The HDF4 format has many limitations.[4][5] It lacks a clear object model, which makes continued support and improvement difficult. Supporting many different interface styles (images, tables, arrays) leads to a complex API. Support for metadata depends on which interface is in use; SD (Scientific Dataset) objects support arbitrary named attributes, while other types only support predefined metadata. Perhaps most importantly, the use of 32-bit signed integers for addressing limits HDF4 files to a maximum of 2 GB, which is unacceptable in many modern scientific applications.

HDF5

The HDF5 format is designed to address some of the limitations of the HDF4 library, and to address current and anticipated requirements of modern systems and applications. In 2002 it won an R&D 100 Award.[6]

HDF5 simplifies the file structure to include only two major types of object:

 
HDF Structure Example
  • Datasets, which are typed multidimensional arrays
  • Groups, which are container structures that can hold datasets and other groups

This results in a truly hierarchical, filesystem-like data format.[clarification needed][citation needed] In fact, resources in an HDF5 file can be accessed using the POSIX-like syntax /path/to/resource.
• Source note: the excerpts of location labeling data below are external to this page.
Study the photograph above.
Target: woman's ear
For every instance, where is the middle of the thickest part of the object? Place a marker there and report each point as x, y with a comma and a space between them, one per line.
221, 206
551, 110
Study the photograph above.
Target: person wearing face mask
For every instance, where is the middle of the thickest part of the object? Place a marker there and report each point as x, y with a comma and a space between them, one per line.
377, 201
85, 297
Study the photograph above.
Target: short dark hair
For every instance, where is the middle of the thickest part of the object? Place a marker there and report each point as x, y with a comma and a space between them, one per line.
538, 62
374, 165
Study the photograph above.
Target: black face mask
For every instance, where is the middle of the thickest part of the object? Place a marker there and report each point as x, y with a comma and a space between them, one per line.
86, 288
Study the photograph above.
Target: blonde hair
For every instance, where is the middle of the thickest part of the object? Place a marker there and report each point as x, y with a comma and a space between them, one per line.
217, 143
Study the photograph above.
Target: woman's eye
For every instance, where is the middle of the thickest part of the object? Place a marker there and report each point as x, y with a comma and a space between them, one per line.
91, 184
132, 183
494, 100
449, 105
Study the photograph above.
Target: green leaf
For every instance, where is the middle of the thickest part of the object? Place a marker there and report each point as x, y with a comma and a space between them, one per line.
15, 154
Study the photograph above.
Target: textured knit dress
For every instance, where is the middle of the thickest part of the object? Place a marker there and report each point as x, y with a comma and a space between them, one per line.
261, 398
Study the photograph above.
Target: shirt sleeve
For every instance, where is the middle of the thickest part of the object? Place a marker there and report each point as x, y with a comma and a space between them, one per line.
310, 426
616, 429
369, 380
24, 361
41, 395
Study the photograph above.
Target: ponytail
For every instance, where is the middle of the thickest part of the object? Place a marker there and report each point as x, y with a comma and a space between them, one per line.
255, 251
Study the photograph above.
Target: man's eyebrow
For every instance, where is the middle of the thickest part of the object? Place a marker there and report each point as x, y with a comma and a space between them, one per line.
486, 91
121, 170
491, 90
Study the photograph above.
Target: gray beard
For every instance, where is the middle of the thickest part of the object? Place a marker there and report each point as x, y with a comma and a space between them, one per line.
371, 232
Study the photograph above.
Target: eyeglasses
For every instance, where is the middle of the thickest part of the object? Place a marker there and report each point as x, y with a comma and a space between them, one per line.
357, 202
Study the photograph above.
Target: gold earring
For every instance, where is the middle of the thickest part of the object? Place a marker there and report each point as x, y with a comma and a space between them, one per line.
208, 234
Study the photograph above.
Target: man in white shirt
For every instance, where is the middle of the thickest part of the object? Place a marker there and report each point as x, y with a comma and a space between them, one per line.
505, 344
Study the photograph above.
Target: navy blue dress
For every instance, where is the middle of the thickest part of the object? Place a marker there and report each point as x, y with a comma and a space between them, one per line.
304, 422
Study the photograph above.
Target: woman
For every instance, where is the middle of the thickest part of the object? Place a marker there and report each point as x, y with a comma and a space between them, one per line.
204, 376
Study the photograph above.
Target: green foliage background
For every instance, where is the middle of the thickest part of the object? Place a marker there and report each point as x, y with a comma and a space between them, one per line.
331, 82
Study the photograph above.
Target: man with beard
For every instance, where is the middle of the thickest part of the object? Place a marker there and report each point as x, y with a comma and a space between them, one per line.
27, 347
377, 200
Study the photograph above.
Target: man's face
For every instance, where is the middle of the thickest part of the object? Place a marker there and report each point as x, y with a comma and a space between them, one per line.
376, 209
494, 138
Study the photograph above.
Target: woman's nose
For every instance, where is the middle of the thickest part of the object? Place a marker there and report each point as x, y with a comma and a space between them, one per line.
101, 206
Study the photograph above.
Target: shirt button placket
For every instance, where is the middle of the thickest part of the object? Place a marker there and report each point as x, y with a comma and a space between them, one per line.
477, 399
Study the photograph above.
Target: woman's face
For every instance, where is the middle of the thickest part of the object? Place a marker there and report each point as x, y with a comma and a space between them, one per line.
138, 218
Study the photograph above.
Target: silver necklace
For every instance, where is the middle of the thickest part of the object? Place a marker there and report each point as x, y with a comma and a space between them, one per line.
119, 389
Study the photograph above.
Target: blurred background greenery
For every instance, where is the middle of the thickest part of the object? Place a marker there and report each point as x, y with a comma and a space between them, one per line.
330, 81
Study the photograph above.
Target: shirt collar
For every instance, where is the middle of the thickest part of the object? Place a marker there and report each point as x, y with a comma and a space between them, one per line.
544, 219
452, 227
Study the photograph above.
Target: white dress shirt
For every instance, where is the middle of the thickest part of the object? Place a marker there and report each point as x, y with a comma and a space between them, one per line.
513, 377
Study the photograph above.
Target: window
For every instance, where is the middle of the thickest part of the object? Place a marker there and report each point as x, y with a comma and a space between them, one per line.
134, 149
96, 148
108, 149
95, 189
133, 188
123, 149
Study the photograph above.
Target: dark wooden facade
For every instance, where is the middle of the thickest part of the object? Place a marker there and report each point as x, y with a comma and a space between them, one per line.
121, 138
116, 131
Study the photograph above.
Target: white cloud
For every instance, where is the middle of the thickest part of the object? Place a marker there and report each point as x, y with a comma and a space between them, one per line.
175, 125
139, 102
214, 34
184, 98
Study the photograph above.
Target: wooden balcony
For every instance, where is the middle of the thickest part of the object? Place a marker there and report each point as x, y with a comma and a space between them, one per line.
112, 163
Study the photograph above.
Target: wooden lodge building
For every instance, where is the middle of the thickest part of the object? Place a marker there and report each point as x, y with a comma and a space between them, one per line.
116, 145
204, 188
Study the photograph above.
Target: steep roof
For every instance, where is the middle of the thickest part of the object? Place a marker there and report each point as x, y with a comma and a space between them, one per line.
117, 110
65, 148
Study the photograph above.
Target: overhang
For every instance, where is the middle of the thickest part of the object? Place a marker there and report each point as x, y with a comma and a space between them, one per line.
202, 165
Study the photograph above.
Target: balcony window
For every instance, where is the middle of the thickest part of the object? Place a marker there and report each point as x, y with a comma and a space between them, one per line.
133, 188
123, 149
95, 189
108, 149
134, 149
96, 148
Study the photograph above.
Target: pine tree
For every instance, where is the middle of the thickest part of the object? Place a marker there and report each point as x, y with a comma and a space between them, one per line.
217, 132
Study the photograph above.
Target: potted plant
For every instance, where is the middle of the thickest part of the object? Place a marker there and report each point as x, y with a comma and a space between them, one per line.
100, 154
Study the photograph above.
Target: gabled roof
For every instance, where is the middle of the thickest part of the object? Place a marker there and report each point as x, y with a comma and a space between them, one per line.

Metadata is stored in the form of user-defined, named attributes attached to groups and datasets. More complex storage APIs representing images and tables can then be built up using datasets, groups and attributes.

In addition to these advances in the file format, HDF5 includes an improved type system, and dataspace objects which represent selections over dataset regions. The API is also object-oriented with respect to datasets, groups, attributes, types, dataspaces and property lists.

The latest version of NetCDF, version 4, is based on HDF5.

Because it uses B-trees to index table objects, HDF5 works well for time series data such as stock price series, network monitoring data, and 3D meteorological data. The bulk of the data goes into straightforward arrays (the table objects) that can be accessed much more quickly than the rows of an SQL database, but B-tree access is available for non-array data. The HDF5 data storage mechanism can be simpler and faster than an SQL star schema.[example needed]

Feedback

Criticism of HDF5 follows from its monolithic design and lengthy specification.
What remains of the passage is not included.